Thank you so very much for these digests, and taking the time to put them together. It really helps to unstick me from some mental ruts, as getting way too focused on my (frankly depressing) work makes the brain go stale.
Being rather slow, I do have to switch gears back to work, then revisit this again – then back & forth again before more things click. (and then it’s a week later) This forum, with its bright commenters bringing up such great questions & pointing out possible alternate explanations before I’ve had a chance to turn my brain on… it’s just so damned cool.
Agree.
Thanks, this was a very interesting read! Just wondering about this sentence:
Should A and B be swapped here? Or are you suggesting that females can’t hear the imperfections in call A when the decoy is played?

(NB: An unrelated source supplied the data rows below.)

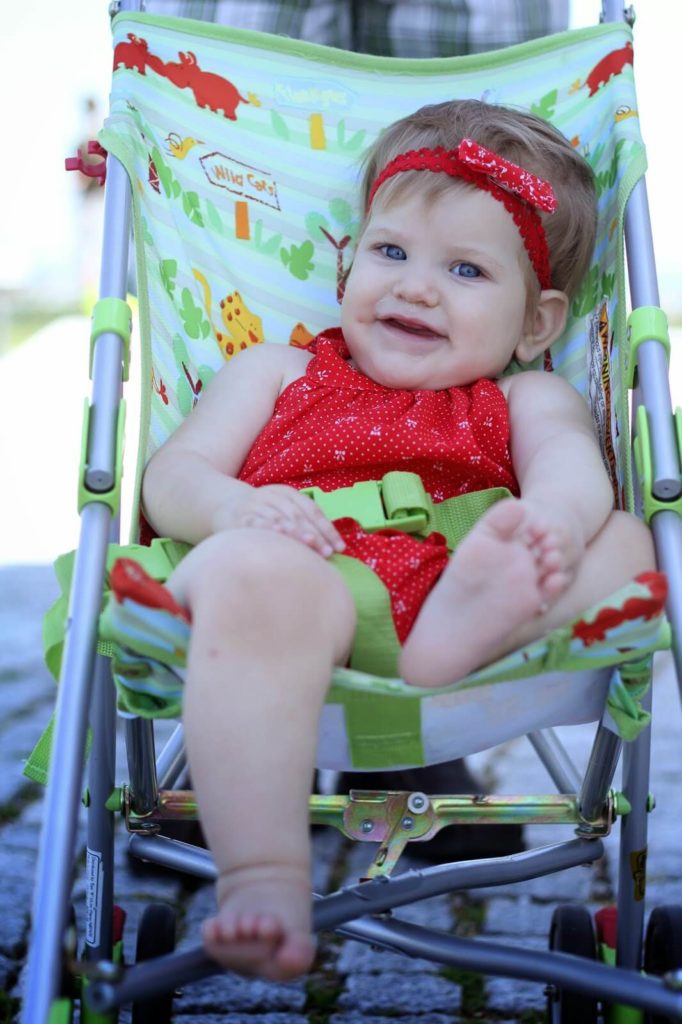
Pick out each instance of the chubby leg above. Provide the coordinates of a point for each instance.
(270, 619)
(497, 595)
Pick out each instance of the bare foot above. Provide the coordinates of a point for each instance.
(263, 922)
(503, 573)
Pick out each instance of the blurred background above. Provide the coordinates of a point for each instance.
(54, 72)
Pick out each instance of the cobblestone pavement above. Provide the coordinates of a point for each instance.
(351, 983)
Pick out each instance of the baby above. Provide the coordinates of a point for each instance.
(479, 225)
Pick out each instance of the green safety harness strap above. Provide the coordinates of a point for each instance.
(399, 501)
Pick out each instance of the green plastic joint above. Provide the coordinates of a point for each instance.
(112, 316)
(112, 498)
(622, 805)
(644, 324)
(644, 465)
(116, 801)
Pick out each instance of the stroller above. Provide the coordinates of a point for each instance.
(208, 168)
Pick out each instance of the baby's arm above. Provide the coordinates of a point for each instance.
(563, 483)
(189, 489)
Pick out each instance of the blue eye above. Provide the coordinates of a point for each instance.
(393, 252)
(466, 270)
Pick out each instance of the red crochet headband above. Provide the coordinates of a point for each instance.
(521, 193)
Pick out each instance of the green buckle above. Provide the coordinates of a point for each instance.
(398, 501)
(113, 316)
(644, 324)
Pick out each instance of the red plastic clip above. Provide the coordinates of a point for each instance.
(90, 169)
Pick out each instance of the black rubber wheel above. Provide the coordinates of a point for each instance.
(572, 932)
(663, 945)
(156, 937)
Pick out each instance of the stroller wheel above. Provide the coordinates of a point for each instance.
(663, 945)
(571, 931)
(156, 936)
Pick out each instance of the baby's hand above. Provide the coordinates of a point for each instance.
(285, 510)
(557, 542)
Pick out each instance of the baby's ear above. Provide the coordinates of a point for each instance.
(544, 325)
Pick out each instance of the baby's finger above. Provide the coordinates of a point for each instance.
(323, 525)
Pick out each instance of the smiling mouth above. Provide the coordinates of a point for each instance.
(414, 328)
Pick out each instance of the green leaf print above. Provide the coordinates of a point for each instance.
(314, 224)
(193, 316)
(280, 125)
(353, 143)
(588, 295)
(606, 179)
(165, 174)
(607, 284)
(298, 259)
(168, 272)
(341, 210)
(146, 233)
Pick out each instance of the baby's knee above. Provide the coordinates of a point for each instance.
(631, 540)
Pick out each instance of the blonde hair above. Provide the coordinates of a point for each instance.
(518, 136)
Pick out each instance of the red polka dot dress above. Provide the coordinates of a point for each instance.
(334, 427)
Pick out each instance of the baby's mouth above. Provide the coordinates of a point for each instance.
(413, 327)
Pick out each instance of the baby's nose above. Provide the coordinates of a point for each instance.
(416, 288)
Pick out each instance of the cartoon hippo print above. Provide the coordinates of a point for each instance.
(135, 54)
(210, 90)
(611, 65)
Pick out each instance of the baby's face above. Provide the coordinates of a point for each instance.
(437, 294)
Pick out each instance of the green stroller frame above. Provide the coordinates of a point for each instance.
(358, 911)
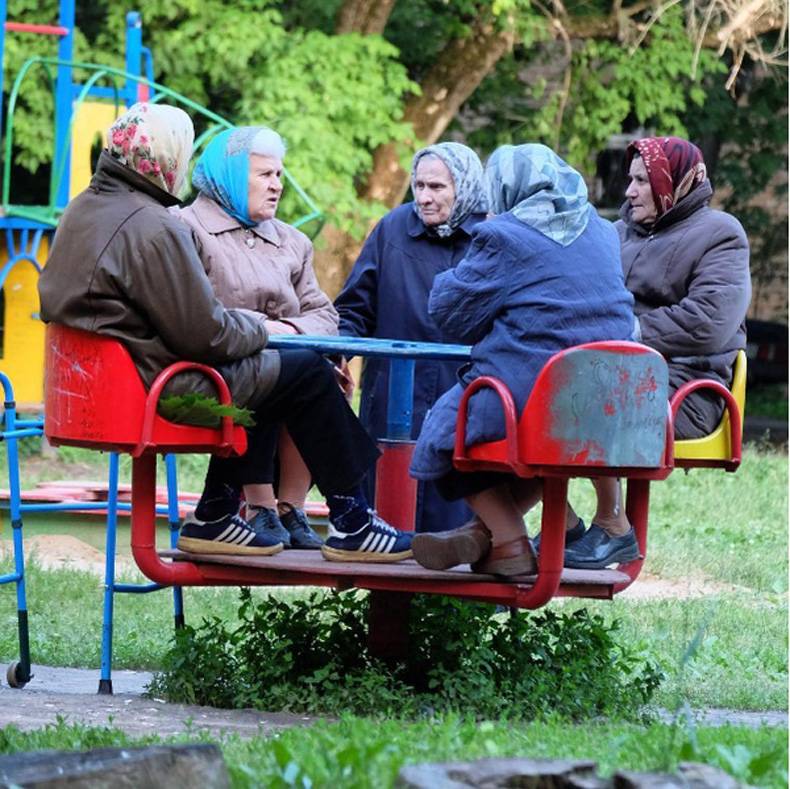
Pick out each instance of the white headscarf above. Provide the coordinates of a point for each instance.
(467, 174)
(154, 140)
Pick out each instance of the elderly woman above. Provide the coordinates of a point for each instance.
(256, 262)
(386, 294)
(541, 276)
(688, 268)
(123, 266)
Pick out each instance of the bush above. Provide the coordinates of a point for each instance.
(311, 655)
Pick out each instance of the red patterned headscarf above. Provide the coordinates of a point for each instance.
(674, 167)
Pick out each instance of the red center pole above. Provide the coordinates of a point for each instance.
(46, 30)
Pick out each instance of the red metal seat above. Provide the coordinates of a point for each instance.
(95, 398)
(596, 410)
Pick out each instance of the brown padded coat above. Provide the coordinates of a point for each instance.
(689, 274)
(121, 265)
(267, 268)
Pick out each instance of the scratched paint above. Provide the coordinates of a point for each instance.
(609, 409)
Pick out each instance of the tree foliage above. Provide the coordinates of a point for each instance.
(354, 105)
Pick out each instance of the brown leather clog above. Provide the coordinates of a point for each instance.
(443, 550)
(510, 558)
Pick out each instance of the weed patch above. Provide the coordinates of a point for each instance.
(311, 655)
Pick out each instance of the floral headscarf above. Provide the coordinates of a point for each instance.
(154, 140)
(222, 171)
(674, 167)
(540, 189)
(467, 173)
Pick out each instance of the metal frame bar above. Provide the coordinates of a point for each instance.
(15, 429)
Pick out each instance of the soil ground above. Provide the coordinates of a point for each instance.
(71, 693)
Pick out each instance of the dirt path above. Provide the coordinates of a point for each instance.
(71, 693)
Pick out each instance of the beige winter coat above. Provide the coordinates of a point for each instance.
(267, 268)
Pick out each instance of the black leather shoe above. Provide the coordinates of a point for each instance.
(597, 550)
(571, 536)
(301, 533)
(266, 521)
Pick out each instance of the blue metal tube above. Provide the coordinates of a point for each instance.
(400, 399)
(13, 435)
(358, 346)
(63, 104)
(175, 525)
(134, 43)
(105, 681)
(12, 454)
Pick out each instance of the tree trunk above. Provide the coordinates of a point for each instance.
(367, 17)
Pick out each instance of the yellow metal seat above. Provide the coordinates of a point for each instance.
(720, 448)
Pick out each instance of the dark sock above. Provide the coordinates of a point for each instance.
(217, 502)
(348, 511)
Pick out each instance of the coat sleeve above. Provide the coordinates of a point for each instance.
(316, 313)
(357, 304)
(170, 285)
(465, 300)
(715, 305)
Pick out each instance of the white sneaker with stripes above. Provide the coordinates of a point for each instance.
(376, 541)
(230, 535)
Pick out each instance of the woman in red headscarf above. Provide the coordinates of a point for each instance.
(687, 266)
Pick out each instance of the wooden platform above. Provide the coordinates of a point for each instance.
(309, 568)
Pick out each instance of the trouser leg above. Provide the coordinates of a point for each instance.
(306, 398)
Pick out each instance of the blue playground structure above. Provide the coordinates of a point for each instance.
(82, 110)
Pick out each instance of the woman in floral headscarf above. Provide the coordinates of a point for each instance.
(688, 268)
(257, 262)
(541, 276)
(122, 266)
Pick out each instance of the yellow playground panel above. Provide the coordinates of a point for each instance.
(22, 350)
(22, 354)
(92, 119)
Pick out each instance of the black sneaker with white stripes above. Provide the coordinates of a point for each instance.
(376, 541)
(230, 535)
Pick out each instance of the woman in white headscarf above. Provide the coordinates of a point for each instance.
(541, 276)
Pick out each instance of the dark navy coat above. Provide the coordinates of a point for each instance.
(518, 297)
(386, 296)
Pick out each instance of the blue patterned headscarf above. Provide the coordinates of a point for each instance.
(540, 189)
(222, 171)
(467, 173)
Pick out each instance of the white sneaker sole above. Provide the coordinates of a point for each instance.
(338, 555)
(195, 545)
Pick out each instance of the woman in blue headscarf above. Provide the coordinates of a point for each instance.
(257, 262)
(542, 275)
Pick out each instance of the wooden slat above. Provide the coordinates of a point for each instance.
(312, 563)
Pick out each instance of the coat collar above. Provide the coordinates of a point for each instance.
(109, 172)
(415, 227)
(215, 220)
(693, 201)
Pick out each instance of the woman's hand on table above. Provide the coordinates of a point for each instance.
(279, 327)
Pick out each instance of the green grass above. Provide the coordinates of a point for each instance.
(769, 400)
(355, 754)
(728, 531)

I think it could be a situation like when you put your hand in ice cold water, then follow it with warm water, the warm water will feel hotter than it is. Or vice versa. There is probably some female frog memory of the C call operating which is changing the perception of both B and A calls, even though they haven’t changed.
Or (I haven’t read the research paper), if all three calls were played simultaneously with at least some overlap, the C call made of sound waves, is constructively or destructively interfering with important (to a female frog) parts of the B and A sound waves.
Further research required to suss all this out. 🙂
And I wanted to add :
This is why teaching science is so cool. Students are amazed when they first learn that people study these sorts of things at all, and are doubly amazed that some devote major portions of their lives and brains to questions such as this.
The really smart students already think it’s cool; the less so think it’s “stupid”. A good teacher’s job is to get the less so and the “not sures” to embrace the type of thinking and openness to inquiry and wonder that makes all science study worthwhile.
Baffling.
My take home observation is that frog calls aren’t as simple (a nuisance) as they appear.
Thanks Jerry this was really interesting! I’ve not had time to read the full paper but I did have one idea.
When call C is introduced call A suddenly becomes more appealing as it is not the poorest of the lot any more. While call B is the strongest, suggesting a frog with better genes, it is also likelier to be heard by a predator. This could also mean that the female is more likely to be found and eaten by a predator when she mates with him. The female may therefore make a trade-off: the frog producing call A provides her with the likeliest chance of mating with a relatively fit male (when call C is taken in to account) and not getting eaten at the same time. It is a far better strategy to mate with a less than perfect frog if it means not getting eaten. Of course this also raises another point: if stronger calls increase the chance of a mating female being eaten, why have stronger calls evolved and persisted in males?
There’s another possible reason females would prefer one call over another: No reason at all.
Mate preferences don’t have to be at all related to fitness in any way beyond their effect on mate choice. In this case, whatever sound the females prefer could have no bearing on what the male can contribute to her offspring other than their future ability to make the right sound to attract a mate. And with those genes go her own for preferring that type of sound.
In other words, any random preference can be selected and amplified without any effect on fitness other than mate selection.